Richard Linklater: Dream is Destiny
The oft-overused phrase, “Too soon, too soon,” comes to mind where Richard Linklater: Dream is Destiny, a retrospective of Richard Linklater’s career from his beginnings as a one-man filmmaking crew, to the collective he co-created and headed – the first, necessary step to making his seminal, zeitgeist-capturing second film, Slackers – to his first foray into Hollywood-funding filmmaking, Dazed and Confused (a critical success, but not a commercial one), through the first in a career-defining romantic trilogy, Before Sunrise (followed in nine-year increments by Before Sunset and Before Midnight), and through his much heralded, 12-years-in-the-making, Oscar-nominated Boyhood and his last, still-be-released film, Everybody Wants Some (aka, Dazed and Confused 2).

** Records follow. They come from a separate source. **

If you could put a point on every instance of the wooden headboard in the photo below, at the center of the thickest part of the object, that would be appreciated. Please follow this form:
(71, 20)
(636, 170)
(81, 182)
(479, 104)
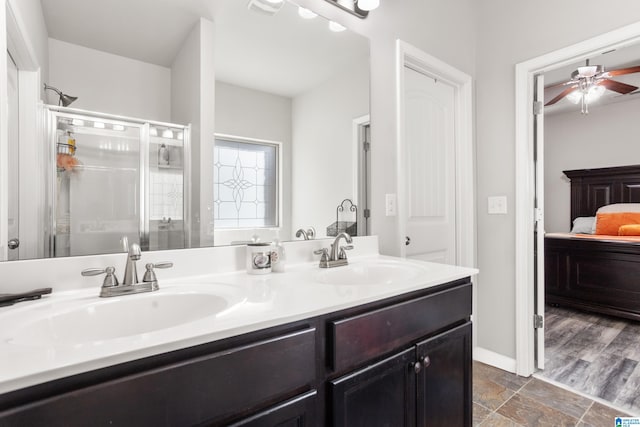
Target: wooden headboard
(593, 188)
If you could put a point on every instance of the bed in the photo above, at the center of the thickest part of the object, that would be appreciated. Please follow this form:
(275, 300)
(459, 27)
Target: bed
(595, 272)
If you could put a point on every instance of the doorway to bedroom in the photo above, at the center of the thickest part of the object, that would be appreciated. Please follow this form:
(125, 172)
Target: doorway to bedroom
(590, 344)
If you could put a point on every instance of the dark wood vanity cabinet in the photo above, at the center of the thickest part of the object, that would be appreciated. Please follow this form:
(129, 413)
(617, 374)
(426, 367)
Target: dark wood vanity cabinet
(426, 383)
(402, 361)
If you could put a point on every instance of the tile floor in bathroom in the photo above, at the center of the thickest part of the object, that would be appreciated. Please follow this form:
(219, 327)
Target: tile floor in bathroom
(501, 398)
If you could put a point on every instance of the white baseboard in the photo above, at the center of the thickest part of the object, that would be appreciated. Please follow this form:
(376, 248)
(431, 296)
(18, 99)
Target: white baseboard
(492, 358)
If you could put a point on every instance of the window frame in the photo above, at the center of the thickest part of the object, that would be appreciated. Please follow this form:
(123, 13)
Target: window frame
(278, 184)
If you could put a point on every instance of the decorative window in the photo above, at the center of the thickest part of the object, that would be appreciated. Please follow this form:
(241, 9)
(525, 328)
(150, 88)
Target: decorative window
(245, 183)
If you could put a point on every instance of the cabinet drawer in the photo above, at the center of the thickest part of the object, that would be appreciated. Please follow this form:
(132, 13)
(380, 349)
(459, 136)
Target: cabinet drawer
(203, 389)
(297, 412)
(355, 340)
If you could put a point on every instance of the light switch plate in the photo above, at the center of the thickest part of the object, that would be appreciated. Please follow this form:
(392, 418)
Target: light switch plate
(497, 205)
(391, 208)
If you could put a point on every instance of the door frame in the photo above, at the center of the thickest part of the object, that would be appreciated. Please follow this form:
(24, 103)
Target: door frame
(525, 186)
(409, 55)
(14, 40)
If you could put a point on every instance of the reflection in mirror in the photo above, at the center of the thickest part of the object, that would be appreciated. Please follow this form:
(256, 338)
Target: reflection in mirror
(216, 68)
(288, 80)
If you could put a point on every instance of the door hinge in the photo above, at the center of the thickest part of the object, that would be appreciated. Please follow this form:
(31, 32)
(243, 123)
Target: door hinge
(537, 107)
(538, 214)
(538, 321)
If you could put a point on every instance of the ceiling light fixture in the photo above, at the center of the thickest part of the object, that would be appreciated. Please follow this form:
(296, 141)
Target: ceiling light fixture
(368, 5)
(267, 7)
(306, 13)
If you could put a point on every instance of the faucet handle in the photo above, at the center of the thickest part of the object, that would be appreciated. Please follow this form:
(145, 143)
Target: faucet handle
(324, 252)
(110, 280)
(343, 254)
(150, 275)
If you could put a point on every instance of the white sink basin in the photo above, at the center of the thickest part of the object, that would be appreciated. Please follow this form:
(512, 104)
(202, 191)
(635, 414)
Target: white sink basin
(93, 320)
(378, 272)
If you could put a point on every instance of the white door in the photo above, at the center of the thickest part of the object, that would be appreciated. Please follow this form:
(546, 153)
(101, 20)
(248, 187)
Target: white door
(13, 147)
(539, 219)
(429, 198)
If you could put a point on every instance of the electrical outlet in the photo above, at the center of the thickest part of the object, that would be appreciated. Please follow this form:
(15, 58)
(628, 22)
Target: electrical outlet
(497, 205)
(391, 208)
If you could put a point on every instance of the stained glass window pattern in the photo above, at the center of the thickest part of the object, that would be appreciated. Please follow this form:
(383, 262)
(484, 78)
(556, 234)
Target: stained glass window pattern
(245, 184)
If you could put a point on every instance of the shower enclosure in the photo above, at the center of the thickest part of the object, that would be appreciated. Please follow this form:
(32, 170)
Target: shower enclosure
(114, 176)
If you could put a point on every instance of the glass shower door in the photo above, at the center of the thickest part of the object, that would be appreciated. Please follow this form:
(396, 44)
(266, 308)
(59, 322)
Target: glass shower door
(166, 215)
(98, 195)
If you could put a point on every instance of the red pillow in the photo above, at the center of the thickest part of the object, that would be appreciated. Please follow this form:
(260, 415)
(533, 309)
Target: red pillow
(609, 223)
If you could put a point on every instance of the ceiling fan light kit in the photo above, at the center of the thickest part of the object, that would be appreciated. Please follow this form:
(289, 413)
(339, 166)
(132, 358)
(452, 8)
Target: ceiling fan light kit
(359, 8)
(590, 82)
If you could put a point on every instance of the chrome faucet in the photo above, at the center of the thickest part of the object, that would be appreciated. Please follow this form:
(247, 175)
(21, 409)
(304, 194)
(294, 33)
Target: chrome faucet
(308, 234)
(130, 284)
(336, 255)
(130, 270)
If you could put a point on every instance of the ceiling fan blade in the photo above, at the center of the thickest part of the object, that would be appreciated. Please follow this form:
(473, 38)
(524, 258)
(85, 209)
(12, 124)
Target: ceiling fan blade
(561, 95)
(622, 71)
(619, 87)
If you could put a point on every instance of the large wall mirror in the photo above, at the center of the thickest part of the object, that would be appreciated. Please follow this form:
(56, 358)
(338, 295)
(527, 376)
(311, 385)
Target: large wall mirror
(196, 123)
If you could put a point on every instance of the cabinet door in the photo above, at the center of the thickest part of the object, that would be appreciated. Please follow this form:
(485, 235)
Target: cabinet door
(297, 412)
(444, 385)
(380, 395)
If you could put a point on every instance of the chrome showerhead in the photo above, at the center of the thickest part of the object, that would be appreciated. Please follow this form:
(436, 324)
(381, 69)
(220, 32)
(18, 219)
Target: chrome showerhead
(64, 100)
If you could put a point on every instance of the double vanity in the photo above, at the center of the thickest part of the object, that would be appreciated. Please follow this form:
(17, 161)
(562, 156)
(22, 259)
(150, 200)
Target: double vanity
(379, 341)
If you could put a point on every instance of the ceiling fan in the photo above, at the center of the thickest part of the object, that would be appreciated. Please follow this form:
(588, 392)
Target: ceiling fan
(588, 83)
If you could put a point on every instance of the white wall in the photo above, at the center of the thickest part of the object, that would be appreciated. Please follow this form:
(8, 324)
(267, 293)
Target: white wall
(444, 29)
(109, 83)
(29, 17)
(192, 102)
(323, 160)
(607, 136)
(250, 113)
(508, 33)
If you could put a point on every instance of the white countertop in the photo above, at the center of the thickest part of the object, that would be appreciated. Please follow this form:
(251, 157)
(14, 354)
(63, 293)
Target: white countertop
(253, 303)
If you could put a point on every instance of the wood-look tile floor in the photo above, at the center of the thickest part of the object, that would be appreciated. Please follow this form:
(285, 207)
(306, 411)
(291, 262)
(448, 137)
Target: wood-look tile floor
(504, 399)
(594, 354)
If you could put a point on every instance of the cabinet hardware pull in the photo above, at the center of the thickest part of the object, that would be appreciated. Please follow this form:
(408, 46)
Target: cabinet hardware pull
(426, 361)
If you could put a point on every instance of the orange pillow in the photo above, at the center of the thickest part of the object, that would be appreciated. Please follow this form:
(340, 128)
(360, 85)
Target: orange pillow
(609, 223)
(629, 230)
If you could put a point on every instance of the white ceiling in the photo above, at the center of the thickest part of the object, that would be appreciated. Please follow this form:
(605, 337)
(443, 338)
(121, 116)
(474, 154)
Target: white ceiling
(282, 54)
(620, 58)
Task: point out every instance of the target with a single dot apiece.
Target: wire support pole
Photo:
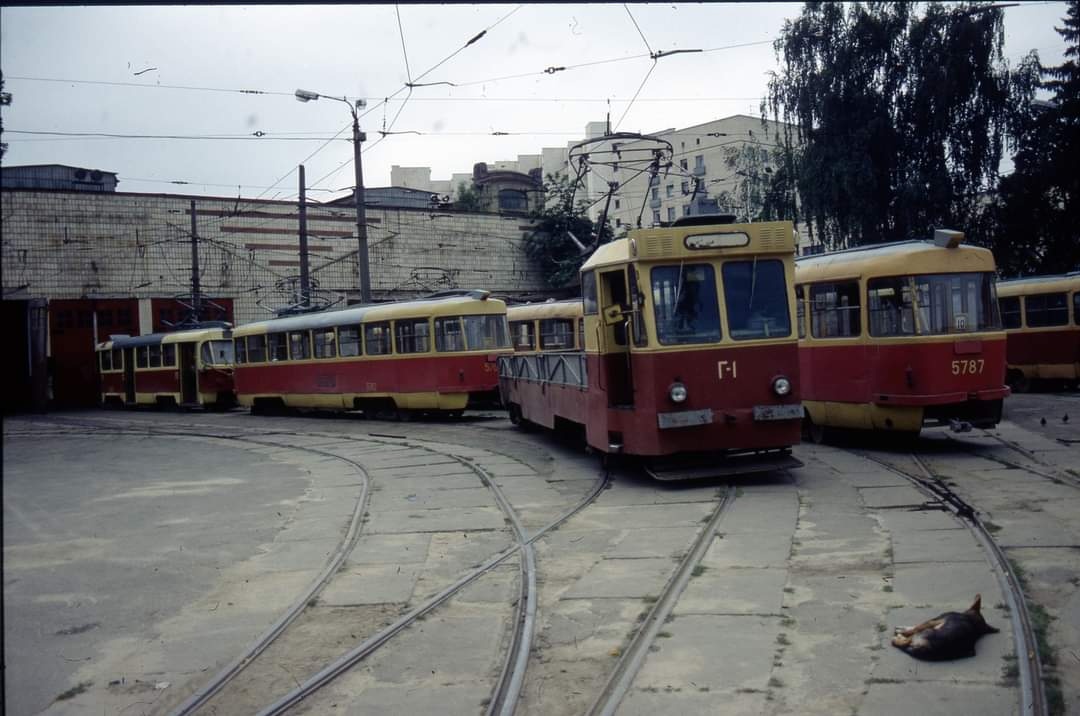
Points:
(365, 275)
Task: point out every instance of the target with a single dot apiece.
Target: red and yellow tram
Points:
(187, 367)
(899, 336)
(433, 354)
(549, 326)
(689, 359)
(1041, 316)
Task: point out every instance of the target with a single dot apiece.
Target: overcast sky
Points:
(358, 52)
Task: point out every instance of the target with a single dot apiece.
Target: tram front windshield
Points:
(932, 305)
(217, 352)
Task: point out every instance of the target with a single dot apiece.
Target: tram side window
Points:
(299, 349)
(448, 335)
(834, 310)
(756, 296)
(800, 310)
(637, 308)
(277, 347)
(589, 293)
(1010, 311)
(556, 334)
(685, 302)
(1045, 310)
(349, 341)
(217, 352)
(523, 333)
(412, 335)
(324, 342)
(486, 332)
(257, 349)
(377, 338)
(890, 306)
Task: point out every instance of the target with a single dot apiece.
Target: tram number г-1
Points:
(972, 367)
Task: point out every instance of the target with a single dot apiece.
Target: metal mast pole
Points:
(305, 279)
(365, 277)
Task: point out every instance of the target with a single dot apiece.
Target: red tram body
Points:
(899, 336)
(1041, 316)
(433, 354)
(660, 375)
(187, 367)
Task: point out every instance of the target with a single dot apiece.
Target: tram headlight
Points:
(677, 392)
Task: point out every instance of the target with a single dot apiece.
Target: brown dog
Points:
(952, 635)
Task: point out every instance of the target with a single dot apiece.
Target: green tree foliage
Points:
(895, 121)
(1036, 215)
(550, 244)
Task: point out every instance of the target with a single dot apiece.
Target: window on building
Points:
(1047, 310)
(834, 310)
(299, 348)
(448, 335)
(256, 349)
(1010, 311)
(277, 347)
(349, 341)
(513, 200)
(325, 345)
(377, 338)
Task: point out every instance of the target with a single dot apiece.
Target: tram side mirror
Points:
(612, 315)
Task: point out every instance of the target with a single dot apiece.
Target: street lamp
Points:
(358, 136)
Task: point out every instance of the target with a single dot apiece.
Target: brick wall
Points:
(61, 245)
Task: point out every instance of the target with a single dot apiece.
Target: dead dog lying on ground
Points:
(952, 635)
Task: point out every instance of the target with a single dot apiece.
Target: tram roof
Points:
(171, 337)
(692, 240)
(1039, 284)
(896, 258)
(437, 305)
(567, 309)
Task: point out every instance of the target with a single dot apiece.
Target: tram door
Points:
(613, 346)
(130, 375)
(188, 387)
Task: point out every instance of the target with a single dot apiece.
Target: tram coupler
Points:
(959, 426)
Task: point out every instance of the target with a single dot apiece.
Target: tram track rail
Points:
(507, 690)
(621, 678)
(1030, 672)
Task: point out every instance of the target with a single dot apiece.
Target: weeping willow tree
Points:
(893, 120)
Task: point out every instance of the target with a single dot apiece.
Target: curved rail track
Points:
(507, 690)
(622, 677)
(1033, 693)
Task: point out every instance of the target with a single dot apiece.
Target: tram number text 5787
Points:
(971, 367)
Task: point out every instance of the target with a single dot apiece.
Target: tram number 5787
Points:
(970, 367)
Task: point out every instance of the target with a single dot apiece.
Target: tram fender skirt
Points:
(950, 635)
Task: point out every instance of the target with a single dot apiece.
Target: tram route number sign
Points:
(969, 367)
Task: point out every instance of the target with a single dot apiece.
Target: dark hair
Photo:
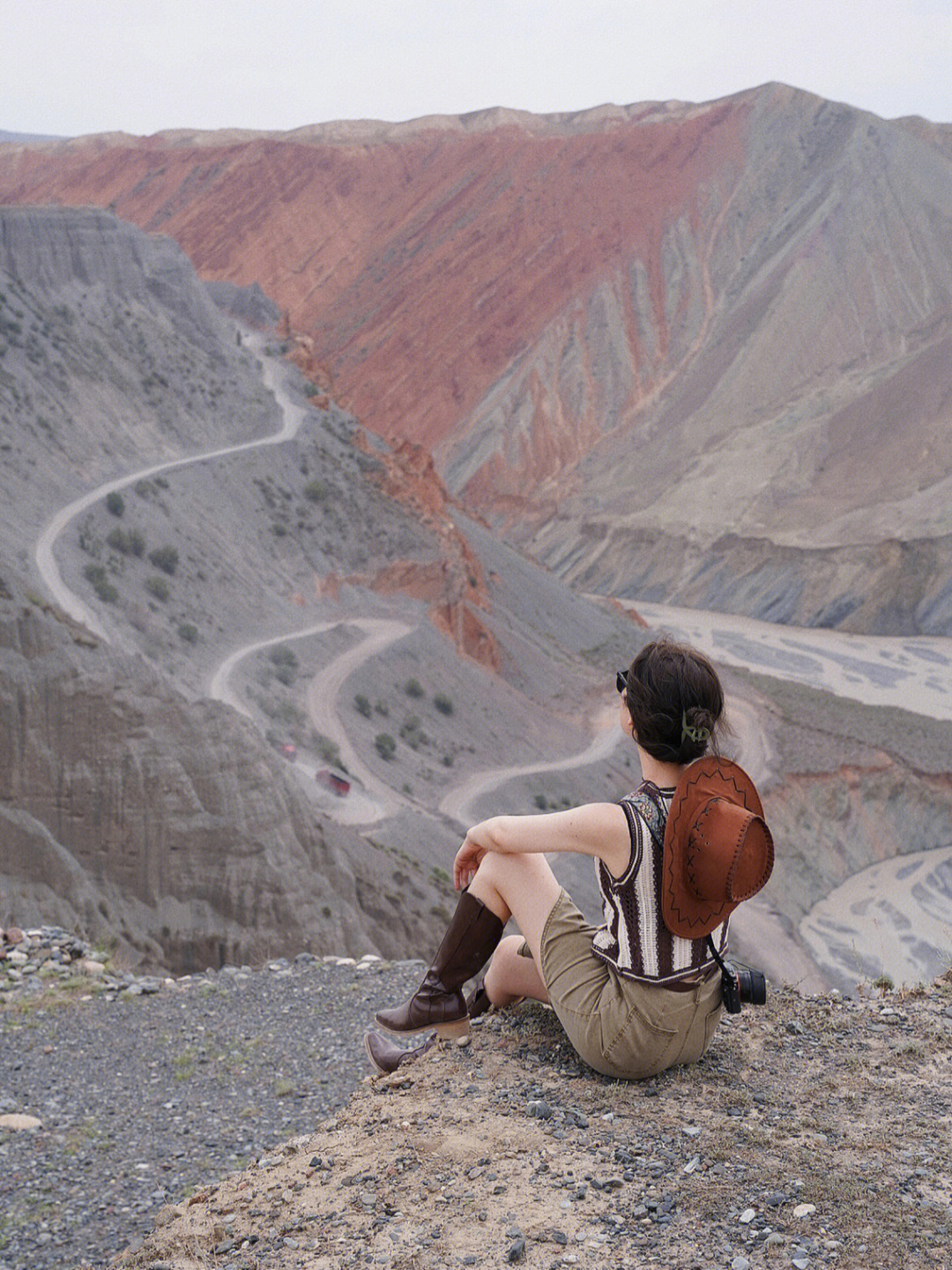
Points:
(675, 701)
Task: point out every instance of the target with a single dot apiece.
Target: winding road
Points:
(48, 569)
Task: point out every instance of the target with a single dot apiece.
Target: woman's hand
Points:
(467, 862)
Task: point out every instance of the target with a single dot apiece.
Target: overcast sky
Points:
(78, 66)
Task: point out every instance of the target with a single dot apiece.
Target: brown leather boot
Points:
(387, 1057)
(471, 938)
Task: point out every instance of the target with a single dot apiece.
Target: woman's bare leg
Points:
(522, 886)
(512, 977)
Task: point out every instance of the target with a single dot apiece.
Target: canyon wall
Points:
(167, 827)
(718, 329)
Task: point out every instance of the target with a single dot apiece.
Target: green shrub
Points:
(97, 576)
(164, 557)
(362, 705)
(127, 542)
(316, 490)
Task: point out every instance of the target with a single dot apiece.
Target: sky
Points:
(70, 68)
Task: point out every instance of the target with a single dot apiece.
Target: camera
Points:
(740, 984)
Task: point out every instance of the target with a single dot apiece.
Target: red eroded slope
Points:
(420, 268)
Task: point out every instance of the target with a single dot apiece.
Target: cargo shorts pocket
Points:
(641, 1048)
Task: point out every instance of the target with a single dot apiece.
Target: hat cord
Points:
(718, 955)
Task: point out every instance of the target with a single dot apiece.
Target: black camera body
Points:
(740, 984)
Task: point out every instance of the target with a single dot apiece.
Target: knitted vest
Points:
(634, 938)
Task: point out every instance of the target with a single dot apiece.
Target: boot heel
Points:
(453, 1032)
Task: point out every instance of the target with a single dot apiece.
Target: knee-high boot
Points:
(471, 938)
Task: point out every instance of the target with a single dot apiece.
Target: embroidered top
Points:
(634, 938)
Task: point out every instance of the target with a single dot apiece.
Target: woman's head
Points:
(674, 700)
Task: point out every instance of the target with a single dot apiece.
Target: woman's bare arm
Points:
(596, 830)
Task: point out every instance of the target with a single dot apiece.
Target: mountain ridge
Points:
(730, 299)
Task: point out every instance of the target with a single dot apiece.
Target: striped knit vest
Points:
(634, 938)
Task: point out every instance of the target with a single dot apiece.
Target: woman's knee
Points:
(512, 975)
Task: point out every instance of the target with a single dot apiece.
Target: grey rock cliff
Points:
(167, 826)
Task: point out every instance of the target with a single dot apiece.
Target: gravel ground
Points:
(814, 1136)
(144, 1095)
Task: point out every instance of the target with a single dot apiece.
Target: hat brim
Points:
(684, 915)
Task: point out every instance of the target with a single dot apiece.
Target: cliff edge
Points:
(815, 1131)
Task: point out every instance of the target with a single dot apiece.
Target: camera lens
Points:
(752, 984)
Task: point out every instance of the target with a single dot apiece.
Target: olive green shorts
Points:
(620, 1027)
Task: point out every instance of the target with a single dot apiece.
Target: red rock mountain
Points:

Co-directors Louis Black (not to be confused with the veteran comedian and Daily Show guest commentator) and Karen Bernstein take a straightforward, informative approach to covering Linklater’s life and career. As the co-founder and editor of The Austin Chronicle, Austin’s alternative weekly, Black’s first-person familiarity with Linklater’s initial forays into independent filmmaking places him in a seemingly unique position to conduct a career retrospective. The usual mix of talking heads, archival/behind-the-scenes footage, selected scenes from Linklater’s oeuvre, and a long-form interview with Linklater himself, however, only hints at the depths, complexities, and contradictions of Linklater’s three-decade career an independent-minded filmmaker who’s managed to carve out a relatively unencumbered, unfettered space to make films outside the Hollywood system. Perhaps in a decade or two, a closer-to-definitive career retrospective will emerge from another documentary filmmaker. Until then, Richard Linklater: Dream is Destiny will have to serve as an adequate, incomplete introduction to one of our most important contemporary filmmakers.